Microbiology food testing is specifically for the identification of microorganisms which causing food spoilage and foodborne illness or where food producers’ use microorganisms to in food production, for example cheese making.
• Shelf Life Determination – confirmation of the stability of a food product based upon storage conditions, time and temperature. The shelf life determination allows food producers to confidently set a Sell By Date or Use By Date.
• Water Testing – testing water is safe for human consumption within a food factory or manufacturing site. Because water a raw material and should be tested and analysed accordingly.
• Legionella Testing – testing water for the specific presence of Legionella bacteria, especially the most pathogenic (disease-causing) strain of Legionella bacteria is Legionella pneumophila group.
• Environmental Hygiene Monitoring – advice on how to set up food factory environmental control and monitoring plans to help meet the specifications required for good food factory environmental hygiene Helping reduce levels of contamination in finished products, leading to improved quality, fewer batch rejections and lower risk of product recall.
• Microbial Quality Determination – used to assess the microbiological quality of the end product, or an ingredient, or even the cleanliness of a food contact surface.
• Pathogen Determination/Identification – analysing and testing for food pathogens which cause illness in humans either by infections such as Salmonella, Campylobacter and pathogenic Ecoli or in toxications such as Bacillus cereus, Staphylococcus aureus or Clostridium botulinum.
Food chemistry testing is focused around nutritional values and determining the composition of food products. Identifying the presence of additives or contaminants and is generally used to ensure food and drink products meet consistent standards and quality. It can also be used to provide accurate data to meet regulatory and consumer requirements, for example food labeling.
• Group 2 Nutritional Testing, including AOAC Dietary Fibre – the Government recommends that Group 2 information be given on all foods, on a voluntary basis, as this gives consumers information on the key health-related nutrients. Information declared should be expressed as g/100g or g/100ml.
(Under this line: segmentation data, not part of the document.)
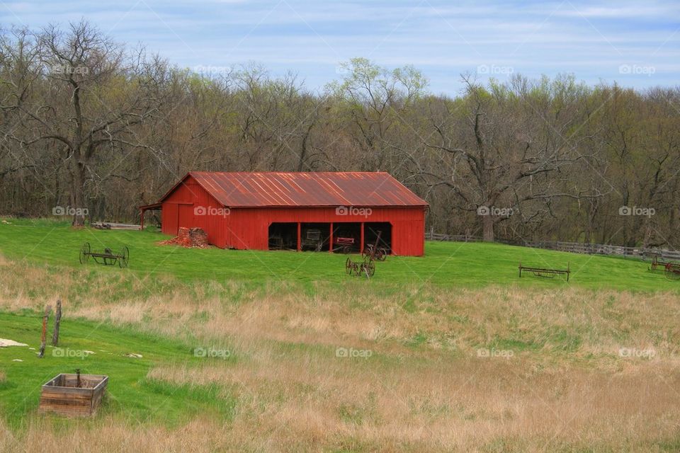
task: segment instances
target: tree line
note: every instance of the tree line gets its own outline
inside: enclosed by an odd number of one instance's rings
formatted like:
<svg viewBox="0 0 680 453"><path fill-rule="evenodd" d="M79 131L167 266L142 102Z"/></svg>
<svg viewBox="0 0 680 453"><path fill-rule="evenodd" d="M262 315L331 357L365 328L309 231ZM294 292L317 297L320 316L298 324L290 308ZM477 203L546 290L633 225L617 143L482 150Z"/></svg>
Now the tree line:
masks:
<svg viewBox="0 0 680 453"><path fill-rule="evenodd" d="M453 97L413 67L341 68L312 91L180 68L86 21L0 30L0 212L133 222L189 171L387 171L436 232L679 242L679 87L464 73Z"/></svg>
• Meat and Fish Contents – There are limits on the presence of connective tissue and the amount of fat associated with lean meat. Analysis of meat content and collagen can provide you with figures for Nitrogen, Protein, Ash, Moisture, Fat, Carbohydrate, Apparent Meat with and without Fat and Energy Values in Kcals and Kjoules.
• Meat and Fish Speciation – Once flesh is removed from the carcass it is not always easy to visually identify the different species. The more processed the meat or fish, the less recognisable it becomes from its original species. It is at this stage that adulteration and contamination can occur. The identification of animal species is performed for a variety of reasons, both economic and ethnic, to prevent the substitution of meat with unsuitable or inferior species, or in religious communities where a particular meat is prescribed.